Dopo, credo non dispiacerà nemmeno a lei riposare un poco. Fra ventiquattr'ore sarà fuori del sistema solare. Pensi solo a questo.
Dopo un po' dacché erano nel laboratorio Saris apparve: – Lei sta male.
Cammina senza posa e la sua mente sembra strana – disse.
Langley corse fuori nel corridoio. Marin lo fissò con occhi sfavillanti. – Dove sono? – chiese debolmente.
– Vieni – la esortò Langley. – Ritorna a letto.
– Mi sento meglio – rispose la fanciulla. – C'era una pressione nel mio cervello e tutto era diventato nero, buio, e ora sono qui. Ma mi sento me stessa ancora.
Il bicchiere pieno di droga era ancora pieno accanto al suo letto. – Bevilo subito – ordinò Langley. La fanciulla obbedì sorridendo, poi tornò a letto. Langley resistette a stento al desiderio di baciarla.
Tornato nel laboratorio, vide Saris che riponeva le pillole di vitamine in un recipiente che portava al collo. Valti era andato a preparare le sue scartoffie lasciandoli soli fra tutte quelle macchine.
– Ho avvertito la sua mente rasserenarsi mentre... ascoltavo – sibilò Saris. – Quelli della tua razza hanno spesso simili crisi?
– Può capitare – rispose Langley. – A volte le rotelle non funzionano.
Temo che noi non siamo progettati con la cura che han messo nel progettare voi.
– Anche voi potete essere così.
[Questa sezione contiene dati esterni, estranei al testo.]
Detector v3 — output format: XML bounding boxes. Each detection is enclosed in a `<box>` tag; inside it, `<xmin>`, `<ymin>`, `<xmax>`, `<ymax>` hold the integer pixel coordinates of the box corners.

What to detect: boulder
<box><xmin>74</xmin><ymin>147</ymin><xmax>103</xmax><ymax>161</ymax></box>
Noi uccidiamo i deboli quando sono piccoli.
– Anche la mia razza l'ha fatto, qualche volta, ma è un uso che non ha mai avuto vita lunga. Qualche cosa nella nostra natura sembra ce lo proibisca.
– Eppure potete distruggere un mondo solo per la vostra superbia. Non potrò mai comprendervi.
– Temo che non riusciremo mai a comprenderci nemmeno fra noi – rispose Langley, sfregandosi il collo e sbadigliando. Ora che lo stimolante aveva finito il suo effetto, si sentiva stanco da morire. – Al diavolo tutto quanto. Ora sono per il riposo.
Lo ridestò qualche ora più tardi il rumore di un'esplosione. Mentre si levava a sedere, intese le esplosioni di disintegratori che echeggiavano alla impazzata.